POÉSIE : Mamy Louisa en mars

Le chemin

Elle a dû être jolie avec son minois pendant sa jeunesse ;
Presque pas ridée, la belle âme de son visage transparaît ;
La guerre, la faim, la soif, auraient dû éteindre cette tendresse ;
Mais tous les jours, avec son mari, ils me semblent renaître.

Elle a dû regretter en Andalousie, ses parents et amis.
Quelle que soit la météo je les vois sillonner dans le quartier ;
La chaumière catalane qu’ils chérissent les aide à se pauser
Quand tous deux, ils reviennent, un peu encombrés de paquets.

Les voisins et relations s’étonnent de la durée de leur amour
Soixante sept ans de vie commune, un joli bail à jalouser ;
Lui, la protégeant de tout, de la pluie et du temps qui court
Avec son éternel parapluie fermé d’aujourd’hui et d’hier.

Un enfant aurait pu adoucir un peu leurs souvenirs
Leur offrir un amour parental, ou sourire dans leurs rêves ;
Mais cela restera leur secret, de n’avoir pas eu de berceau
Ni de jouets à cajoler, les jours où ils voudront s’y réfugier.

Louisa –

Ce jour là

Elle n’était ni nostalgique ni peureuse ;
En comprenant le silence de ces arbres lumineux ;
Seule son interprétation la faisait surfer ;
La lumière offrait une indicible clarté.

A partir de ce chemin, l’écorce magnétique
D’un eucalyptus offrait à lui seul, un tableau ;
Son univers passait d’océans indicibles, uniques
Aux rochers scintillants s’escaladant sans peur des flots.

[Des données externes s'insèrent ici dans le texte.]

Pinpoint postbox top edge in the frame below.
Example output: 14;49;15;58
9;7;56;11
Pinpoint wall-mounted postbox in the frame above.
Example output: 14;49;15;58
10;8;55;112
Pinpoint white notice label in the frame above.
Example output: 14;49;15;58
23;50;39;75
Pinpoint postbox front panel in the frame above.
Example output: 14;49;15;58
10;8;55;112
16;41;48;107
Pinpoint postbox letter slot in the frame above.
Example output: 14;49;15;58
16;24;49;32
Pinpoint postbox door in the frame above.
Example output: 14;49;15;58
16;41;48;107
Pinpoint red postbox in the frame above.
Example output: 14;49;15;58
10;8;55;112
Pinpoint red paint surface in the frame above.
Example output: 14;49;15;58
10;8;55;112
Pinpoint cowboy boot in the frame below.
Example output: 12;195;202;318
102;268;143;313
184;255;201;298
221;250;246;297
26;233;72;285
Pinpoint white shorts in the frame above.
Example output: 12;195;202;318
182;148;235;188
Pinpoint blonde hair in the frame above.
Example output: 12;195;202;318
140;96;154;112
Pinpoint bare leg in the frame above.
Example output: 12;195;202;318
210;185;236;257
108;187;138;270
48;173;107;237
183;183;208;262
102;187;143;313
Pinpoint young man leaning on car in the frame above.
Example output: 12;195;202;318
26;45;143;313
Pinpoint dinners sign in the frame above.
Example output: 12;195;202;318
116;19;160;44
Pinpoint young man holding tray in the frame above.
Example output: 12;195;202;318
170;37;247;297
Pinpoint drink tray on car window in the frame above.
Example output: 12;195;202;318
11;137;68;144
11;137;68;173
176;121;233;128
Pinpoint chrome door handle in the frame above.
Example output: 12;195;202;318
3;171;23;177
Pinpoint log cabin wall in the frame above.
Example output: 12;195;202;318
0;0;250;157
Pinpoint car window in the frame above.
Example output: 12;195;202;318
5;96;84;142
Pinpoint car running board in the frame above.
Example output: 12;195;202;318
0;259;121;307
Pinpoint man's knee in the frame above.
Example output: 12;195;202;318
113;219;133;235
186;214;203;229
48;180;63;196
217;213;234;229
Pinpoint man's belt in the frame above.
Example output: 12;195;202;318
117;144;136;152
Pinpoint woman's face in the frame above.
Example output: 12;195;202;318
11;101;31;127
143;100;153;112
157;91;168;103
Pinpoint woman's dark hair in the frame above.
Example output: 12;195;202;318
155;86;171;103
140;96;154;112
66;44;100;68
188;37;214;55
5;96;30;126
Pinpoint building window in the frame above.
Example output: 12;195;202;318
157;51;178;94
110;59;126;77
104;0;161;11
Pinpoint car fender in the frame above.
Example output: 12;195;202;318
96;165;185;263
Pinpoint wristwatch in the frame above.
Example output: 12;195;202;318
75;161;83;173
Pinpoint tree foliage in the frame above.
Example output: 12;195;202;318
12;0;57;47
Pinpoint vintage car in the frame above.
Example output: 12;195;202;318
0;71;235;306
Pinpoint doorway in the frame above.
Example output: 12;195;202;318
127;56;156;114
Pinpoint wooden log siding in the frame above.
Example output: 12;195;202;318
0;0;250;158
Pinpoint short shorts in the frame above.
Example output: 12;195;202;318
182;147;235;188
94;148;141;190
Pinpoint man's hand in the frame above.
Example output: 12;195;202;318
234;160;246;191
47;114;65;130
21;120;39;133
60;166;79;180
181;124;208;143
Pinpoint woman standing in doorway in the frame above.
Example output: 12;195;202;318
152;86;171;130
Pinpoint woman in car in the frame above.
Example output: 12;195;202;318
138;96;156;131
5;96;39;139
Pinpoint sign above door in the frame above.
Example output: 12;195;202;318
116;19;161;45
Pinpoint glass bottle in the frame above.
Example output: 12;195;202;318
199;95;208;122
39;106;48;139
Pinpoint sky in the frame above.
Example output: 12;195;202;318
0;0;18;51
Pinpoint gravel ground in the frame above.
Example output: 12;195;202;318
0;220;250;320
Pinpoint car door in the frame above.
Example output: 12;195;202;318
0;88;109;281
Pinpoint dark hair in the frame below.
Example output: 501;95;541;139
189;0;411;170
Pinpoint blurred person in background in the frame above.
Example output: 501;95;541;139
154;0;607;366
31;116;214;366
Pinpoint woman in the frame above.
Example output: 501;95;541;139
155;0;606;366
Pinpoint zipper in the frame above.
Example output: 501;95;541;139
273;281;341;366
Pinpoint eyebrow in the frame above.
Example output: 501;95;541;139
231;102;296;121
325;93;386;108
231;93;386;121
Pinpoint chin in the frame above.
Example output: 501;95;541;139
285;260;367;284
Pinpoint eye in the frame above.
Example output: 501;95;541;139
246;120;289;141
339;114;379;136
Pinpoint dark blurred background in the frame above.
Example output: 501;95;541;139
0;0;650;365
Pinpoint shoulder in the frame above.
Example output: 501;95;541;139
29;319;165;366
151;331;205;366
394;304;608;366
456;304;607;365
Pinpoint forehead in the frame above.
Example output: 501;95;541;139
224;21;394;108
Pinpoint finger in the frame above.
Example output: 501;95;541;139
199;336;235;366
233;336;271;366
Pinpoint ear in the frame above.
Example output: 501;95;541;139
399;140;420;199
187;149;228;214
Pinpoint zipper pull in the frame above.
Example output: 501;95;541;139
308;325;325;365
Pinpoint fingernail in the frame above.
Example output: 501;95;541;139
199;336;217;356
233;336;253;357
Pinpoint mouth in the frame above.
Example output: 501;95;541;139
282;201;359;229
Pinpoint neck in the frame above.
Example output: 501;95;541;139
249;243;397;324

La matinée pouvait ainsi la faire voyager
Inconnue, elle n’avait pas de ville, ni d’âge ;
Seulement l’impression de ne pas être prisonnière
Mais un joyau , une Reine conviée pour la fête.

Louisa –

Le soleil

Le soleil notre ami, cet aliment qui complète une amitié
Quelques oiseaux se le partagent, avec les jardins et les fleurs ;
Parfois , une tourterelle, sur un toit roucoule son bonheur ;
Un chat voisin, encore endormi, viendra ensuite s’y reposer.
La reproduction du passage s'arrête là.